Kemarin adalah hari pertama Nuna menerima uang dari Arga. Itu pun ia menerimanya tidak utuh dan tidak terlalu banyak. Karena ia harus membaginya dengan Ibu mertuanya dan juga Arga untuk ongkos pulang pergi ke tempatnya mencari nafkah.

"Bu, uang yang dikasih Mas Arga itu nggak seberapa, itu juga untuk kebutuhan aku. Aku juga butuh uang untuk periksa kandungan, belum lagi nanti kalau kandungan aku makin besar. Pasti lebih banyak kebutuhan, kalau aku nggak nabung sedikit demi sedikit mulai sekarang, nanti kedepannya malah susah."

"Kamu melahirkan masih lama. Itu bisa dicari lagi nanti. Emang kamu makan setiap hari itu nggak butuh uang? Makanya, kalau belum siap finansial itu jangan mau di grayang-grayang. Kalau nggak mau kasih uangnya, ya udah sana beli makan sendiri. Jangan minta saya!" Bu Ningsih melipir pergi dari hadapan menantunya

"Emang dipikir uang segitu bisa untuk seluruh kebutuhan? Itu buat makan aja nggak ada sisa. Listrik bayarnya pakai apa? Kenapa dia tidak berpikir?" cerocos Bu Ningsih yang masih terdengar jelas dan sukses masuk ke telinga Nuna tanpa hambatan.

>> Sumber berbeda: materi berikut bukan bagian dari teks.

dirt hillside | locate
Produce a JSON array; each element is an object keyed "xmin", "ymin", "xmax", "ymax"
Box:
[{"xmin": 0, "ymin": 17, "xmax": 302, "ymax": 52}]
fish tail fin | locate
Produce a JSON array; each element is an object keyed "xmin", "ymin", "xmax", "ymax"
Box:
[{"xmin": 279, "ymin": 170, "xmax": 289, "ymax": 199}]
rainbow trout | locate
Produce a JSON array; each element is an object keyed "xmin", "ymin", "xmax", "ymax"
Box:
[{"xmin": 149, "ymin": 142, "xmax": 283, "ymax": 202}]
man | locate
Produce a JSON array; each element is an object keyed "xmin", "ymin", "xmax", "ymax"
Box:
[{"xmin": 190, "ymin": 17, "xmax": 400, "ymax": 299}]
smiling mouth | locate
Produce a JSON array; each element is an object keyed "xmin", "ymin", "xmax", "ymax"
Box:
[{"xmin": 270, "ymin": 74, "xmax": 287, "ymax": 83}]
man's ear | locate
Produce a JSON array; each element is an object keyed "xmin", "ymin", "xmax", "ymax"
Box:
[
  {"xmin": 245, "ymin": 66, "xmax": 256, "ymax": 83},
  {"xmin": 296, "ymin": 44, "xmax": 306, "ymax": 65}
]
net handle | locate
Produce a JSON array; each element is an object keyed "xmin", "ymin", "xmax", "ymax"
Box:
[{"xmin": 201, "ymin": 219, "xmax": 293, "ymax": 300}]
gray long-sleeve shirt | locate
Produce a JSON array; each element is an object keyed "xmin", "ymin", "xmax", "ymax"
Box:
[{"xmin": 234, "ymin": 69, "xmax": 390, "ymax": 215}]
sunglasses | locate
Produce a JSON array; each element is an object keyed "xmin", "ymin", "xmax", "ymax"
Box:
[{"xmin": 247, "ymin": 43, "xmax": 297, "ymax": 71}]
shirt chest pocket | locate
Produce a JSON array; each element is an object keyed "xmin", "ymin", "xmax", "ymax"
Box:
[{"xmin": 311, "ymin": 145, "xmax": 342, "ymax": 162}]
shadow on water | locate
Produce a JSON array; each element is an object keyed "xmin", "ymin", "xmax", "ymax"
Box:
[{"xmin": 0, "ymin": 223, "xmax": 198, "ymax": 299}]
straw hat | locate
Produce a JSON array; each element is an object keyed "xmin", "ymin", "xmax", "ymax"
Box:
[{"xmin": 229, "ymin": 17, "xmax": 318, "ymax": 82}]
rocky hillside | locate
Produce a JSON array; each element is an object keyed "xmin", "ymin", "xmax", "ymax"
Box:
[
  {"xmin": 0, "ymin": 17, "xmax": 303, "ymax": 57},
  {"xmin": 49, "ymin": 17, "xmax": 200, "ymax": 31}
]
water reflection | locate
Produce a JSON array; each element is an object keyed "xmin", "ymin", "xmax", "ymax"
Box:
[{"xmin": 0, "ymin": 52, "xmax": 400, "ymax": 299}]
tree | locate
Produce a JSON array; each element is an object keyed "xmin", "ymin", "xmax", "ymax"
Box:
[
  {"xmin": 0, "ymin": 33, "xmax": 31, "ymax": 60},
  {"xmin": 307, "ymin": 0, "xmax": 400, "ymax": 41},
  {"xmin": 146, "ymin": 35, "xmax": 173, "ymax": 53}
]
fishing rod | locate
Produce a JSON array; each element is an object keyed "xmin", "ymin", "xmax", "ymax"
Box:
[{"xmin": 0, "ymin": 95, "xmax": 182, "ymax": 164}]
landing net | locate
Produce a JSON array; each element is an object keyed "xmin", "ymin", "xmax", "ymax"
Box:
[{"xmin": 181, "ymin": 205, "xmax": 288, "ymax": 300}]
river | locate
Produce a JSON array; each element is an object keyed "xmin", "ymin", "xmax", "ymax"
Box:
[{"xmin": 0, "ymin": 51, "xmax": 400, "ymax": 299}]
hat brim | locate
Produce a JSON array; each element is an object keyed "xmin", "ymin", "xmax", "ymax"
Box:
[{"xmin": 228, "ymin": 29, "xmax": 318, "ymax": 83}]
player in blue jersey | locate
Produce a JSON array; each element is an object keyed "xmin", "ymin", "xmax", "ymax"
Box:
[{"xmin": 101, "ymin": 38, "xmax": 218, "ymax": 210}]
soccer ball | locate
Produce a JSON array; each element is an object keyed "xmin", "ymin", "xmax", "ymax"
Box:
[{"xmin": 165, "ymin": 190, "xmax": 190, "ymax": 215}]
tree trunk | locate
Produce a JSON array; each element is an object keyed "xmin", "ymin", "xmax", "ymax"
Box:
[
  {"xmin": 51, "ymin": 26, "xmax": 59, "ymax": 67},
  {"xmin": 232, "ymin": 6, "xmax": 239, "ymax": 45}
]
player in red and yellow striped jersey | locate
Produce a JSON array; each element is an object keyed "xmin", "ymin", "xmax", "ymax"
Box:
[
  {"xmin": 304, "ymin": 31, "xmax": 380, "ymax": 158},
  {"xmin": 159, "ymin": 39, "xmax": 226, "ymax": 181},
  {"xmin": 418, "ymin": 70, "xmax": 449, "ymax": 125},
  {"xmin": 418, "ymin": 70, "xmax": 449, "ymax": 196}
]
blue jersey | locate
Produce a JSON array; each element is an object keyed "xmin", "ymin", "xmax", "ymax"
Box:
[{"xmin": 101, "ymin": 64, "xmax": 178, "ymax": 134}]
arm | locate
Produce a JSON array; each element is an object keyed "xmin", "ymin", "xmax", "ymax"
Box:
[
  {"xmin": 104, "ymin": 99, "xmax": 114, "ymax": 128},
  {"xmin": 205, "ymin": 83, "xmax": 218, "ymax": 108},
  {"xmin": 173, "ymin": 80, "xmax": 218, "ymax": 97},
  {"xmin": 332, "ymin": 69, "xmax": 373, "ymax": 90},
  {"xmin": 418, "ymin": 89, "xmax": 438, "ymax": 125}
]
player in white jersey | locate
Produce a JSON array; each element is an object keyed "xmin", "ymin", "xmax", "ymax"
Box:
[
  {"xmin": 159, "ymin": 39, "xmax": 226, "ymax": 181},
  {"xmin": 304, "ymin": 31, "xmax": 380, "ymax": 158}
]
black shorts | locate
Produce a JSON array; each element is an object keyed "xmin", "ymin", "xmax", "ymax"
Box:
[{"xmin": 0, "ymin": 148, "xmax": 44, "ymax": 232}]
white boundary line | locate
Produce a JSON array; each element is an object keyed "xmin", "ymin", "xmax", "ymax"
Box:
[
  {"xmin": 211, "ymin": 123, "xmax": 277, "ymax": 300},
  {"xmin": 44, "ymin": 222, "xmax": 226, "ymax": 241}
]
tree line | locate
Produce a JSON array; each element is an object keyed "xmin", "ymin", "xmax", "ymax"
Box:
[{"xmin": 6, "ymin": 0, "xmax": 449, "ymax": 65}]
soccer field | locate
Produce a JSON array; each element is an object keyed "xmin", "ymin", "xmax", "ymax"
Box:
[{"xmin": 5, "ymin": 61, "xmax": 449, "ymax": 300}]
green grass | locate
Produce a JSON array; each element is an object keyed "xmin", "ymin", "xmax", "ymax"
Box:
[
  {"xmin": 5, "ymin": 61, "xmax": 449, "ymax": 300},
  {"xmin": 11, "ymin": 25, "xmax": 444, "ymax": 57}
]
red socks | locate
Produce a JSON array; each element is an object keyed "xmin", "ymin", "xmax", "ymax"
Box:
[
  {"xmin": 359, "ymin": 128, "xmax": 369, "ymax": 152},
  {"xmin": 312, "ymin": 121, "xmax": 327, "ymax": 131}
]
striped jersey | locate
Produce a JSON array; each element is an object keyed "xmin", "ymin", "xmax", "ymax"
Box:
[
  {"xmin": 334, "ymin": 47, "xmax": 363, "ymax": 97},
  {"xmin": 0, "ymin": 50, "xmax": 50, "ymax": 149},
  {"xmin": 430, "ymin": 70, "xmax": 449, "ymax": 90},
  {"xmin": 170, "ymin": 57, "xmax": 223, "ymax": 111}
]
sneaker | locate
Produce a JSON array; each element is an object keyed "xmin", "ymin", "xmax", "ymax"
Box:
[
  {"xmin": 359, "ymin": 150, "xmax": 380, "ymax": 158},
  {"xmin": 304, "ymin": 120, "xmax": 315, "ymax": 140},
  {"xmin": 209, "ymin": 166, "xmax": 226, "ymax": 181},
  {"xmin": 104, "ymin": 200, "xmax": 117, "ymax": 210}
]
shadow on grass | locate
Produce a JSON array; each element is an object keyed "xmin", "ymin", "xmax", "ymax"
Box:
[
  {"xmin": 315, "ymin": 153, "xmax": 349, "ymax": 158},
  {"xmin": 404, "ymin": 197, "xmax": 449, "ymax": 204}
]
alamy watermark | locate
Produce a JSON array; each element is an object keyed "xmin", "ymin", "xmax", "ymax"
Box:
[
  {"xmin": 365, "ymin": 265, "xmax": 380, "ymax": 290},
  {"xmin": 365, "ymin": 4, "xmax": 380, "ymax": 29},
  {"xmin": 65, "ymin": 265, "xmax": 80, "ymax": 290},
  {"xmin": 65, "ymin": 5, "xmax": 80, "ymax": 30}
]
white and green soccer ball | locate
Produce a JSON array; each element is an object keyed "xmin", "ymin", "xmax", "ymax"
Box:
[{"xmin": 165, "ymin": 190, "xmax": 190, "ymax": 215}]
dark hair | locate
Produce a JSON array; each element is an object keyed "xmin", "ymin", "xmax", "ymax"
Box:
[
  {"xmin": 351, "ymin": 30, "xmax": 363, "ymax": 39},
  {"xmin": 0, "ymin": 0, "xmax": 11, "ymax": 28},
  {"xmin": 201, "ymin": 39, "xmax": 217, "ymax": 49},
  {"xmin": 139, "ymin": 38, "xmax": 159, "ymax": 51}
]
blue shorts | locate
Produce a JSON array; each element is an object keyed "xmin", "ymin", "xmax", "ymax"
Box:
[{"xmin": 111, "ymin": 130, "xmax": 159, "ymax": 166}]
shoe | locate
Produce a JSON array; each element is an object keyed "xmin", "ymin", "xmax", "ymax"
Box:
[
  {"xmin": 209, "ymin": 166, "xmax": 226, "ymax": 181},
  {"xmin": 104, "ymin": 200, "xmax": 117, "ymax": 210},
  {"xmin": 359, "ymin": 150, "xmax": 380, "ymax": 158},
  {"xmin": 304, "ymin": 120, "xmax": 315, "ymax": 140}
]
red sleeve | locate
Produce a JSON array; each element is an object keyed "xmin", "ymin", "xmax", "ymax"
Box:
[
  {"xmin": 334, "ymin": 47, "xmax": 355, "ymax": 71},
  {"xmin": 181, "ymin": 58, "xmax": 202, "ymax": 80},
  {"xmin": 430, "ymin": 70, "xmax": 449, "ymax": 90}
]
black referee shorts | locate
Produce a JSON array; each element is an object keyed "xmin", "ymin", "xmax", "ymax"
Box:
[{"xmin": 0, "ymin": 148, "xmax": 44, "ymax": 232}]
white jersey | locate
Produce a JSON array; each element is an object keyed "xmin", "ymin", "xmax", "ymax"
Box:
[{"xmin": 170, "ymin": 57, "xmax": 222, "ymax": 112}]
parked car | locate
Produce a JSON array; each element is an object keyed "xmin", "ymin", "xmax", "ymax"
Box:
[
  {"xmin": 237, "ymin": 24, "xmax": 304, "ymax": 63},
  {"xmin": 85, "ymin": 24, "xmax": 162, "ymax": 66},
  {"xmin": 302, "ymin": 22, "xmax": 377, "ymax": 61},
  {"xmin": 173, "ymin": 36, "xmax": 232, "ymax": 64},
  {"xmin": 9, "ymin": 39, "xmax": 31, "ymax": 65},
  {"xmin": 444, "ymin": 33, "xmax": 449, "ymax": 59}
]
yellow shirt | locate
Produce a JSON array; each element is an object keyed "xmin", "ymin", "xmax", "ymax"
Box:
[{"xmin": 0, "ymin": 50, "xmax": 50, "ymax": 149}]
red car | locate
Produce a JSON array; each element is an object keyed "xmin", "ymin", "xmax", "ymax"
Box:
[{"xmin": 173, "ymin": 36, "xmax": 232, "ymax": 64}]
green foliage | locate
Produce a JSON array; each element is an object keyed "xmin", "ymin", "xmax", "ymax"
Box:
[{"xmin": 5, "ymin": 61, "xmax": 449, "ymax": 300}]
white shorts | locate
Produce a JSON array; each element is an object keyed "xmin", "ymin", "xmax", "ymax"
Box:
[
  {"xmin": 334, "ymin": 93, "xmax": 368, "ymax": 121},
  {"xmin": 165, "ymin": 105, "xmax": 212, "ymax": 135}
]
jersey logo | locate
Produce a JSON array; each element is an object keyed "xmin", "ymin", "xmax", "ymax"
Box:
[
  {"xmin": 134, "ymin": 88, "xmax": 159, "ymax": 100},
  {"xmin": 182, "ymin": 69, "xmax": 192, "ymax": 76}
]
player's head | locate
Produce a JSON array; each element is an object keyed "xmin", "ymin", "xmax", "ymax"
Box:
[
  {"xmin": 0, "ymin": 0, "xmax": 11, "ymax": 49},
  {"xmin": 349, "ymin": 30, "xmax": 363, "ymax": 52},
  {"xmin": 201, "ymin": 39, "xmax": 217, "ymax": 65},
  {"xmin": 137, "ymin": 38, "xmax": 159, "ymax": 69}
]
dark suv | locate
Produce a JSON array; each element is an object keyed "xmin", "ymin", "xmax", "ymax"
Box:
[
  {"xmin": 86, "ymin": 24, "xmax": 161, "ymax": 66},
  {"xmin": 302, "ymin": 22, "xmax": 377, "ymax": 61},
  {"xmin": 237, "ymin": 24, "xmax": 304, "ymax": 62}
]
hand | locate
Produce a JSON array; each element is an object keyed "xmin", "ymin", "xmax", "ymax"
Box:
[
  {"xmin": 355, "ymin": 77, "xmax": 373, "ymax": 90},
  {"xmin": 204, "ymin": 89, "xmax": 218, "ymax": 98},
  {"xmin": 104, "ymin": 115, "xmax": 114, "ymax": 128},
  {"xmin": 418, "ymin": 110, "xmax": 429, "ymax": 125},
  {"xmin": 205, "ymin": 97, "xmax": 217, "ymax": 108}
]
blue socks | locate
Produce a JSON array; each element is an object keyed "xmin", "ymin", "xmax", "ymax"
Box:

Tak bisa dipungkiri, semakin ke sini Bu Ningsih semakin menunjukkan intensitas kebenciannya. Apa pun yang Nuna katakan atau lakukan tidak ada benarnya. Bahkan beliau selalu menyalahkan hal yang seharusnya tidak dibebankan pada Nuna saja. Menyalahkan atas kehamilannya pada sang menantu seakan menjadi hal wajib yang harus diutarakan setiap harinya.

Nuna kembali ke kamar dan memandang beberapa lembar kertas berwarna merah yang baru saja ia terima dari suaminya. Itu adalah nafkah lahir pertama yang ia terima. Haruskah ia memberikan ini juga? Selama sebulan ini ia sudah mengorbankan mentalnya yang semula baik-baik saja menjadi berantakan. Haruskah yang lainya ia korbankan juga?

Merasa ada seseorang yang harus dihargai, akhirnya Nuna menghubungi suaminya. Entah ini pilihan yang benar atau tidak, yang ada dalam pikirannya saat itu hanya ia harus mengambil keputusan di bawah izin dari suaminya.

[Mas, kamu kasih uang Ibu berapa? Kenapa Ibu masih minta aku lagi? Apa selama ini gaji kamu selama sebulan dikasih semua ke Ibu?]

[Nggak semua, tapi kebanyakan aku kasih ke Ibu. Ya udah kamu kasih aja uangnya. Toh uang itu juga untuk kebutuhan kita, kan?]

[ Terus bagaimana dengan kebutuhan aku? Aku, kan juga butuh uang untuk periksa kandungan dan membeli kebutuhan anak kita. Kita perlu uang yang cukup untuk biaya melahirkan, kan. Kalau aku nggak nabung, bagaimana nanti pas kandungan aku makin besar?]

[Itu urusan aku, kamu sisain aja buat periksa.]

Hanya helaan nafas berat dan dalam sebagai jawaban atas pesan terakhir dari suaminya. Nuna merasa dirinya tak berdaya, sangat tidak berdaya, apa pun pilihan yang ia ambil terasa berat.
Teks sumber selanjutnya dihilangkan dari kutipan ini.